Salvation Army operations in Red Deer may run out of money because of an unanticipated increase in need.

Family services coordinator Shawna Wilnechenko takes stock of dwndling supplies in the the Salvation Army’s food bank Thursday.

Salvation Army operations in Red Deer may run out of money because of an unanticipated increase in need.

Capt. Jason Sabourin, in charge of the church’s operations in Red Deer, Innisfail and Pine Lake, said he the number of families seeking its help has jumped by 40 per cent in the past three months.

That means that, despite a successful kettle campaign last Christmas, the Salvation Army will not have enough money to support its programs, which include providing food, antibiotics and workbooks to people who have fallen on hard times.

“I don’t want to sound a panic alarm, that we’re not going to have enough money to get through, but what we have is an increased amount of people coming in for food.”

Sabourin is now appealing to the people of Red Deer to donate non-perishable foods to help reduce the amount of money he has to spend buying groceries for the families the Salvation Army helps.

“If somebody donates food, it stretches our monetary resources that much farther.” The Red Deer division normally gets reclaimed food from Sobeys stores and buys the rest of the groceries it provides, said Sabourin.

Food donations would relieve that portion of the church’s budget, allowing it to spend the savings on other programs, he said.

“Our hope is that those in the community will help us stand beside those who find themselves at a disadvantage during this time of global crisis.”

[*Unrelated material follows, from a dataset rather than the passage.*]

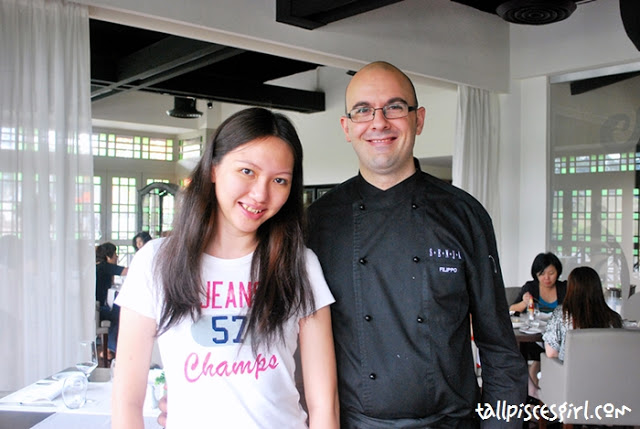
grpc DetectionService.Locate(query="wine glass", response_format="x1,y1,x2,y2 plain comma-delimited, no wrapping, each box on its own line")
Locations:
76,340,98,379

Sabourin said the Salvation Army attempts to avoid duplicating services that other groups provide, including the Food Bank.

People who come to the Salvation Army in search of meals usually have other issues as well, which the church attempts to help them resolve, he said. They may be dealing with depression, other illnesses, addictions or an inability to find work.

The work boot program, for example, enables people to accept jobs that were not available to them because they didn’t have the proper footwear. The Salvation Army also provides bus fare to people so they can attend addiction treatment programs that are not available in Red Deer, said Sabourin.

Because of those services, its food program is in an entirely separate realm than that offered by the Red Deer Food Bank, he said.

Food donations can be dropped off at the Salvation Army’s Red Deer office, 4837 – 54 Street.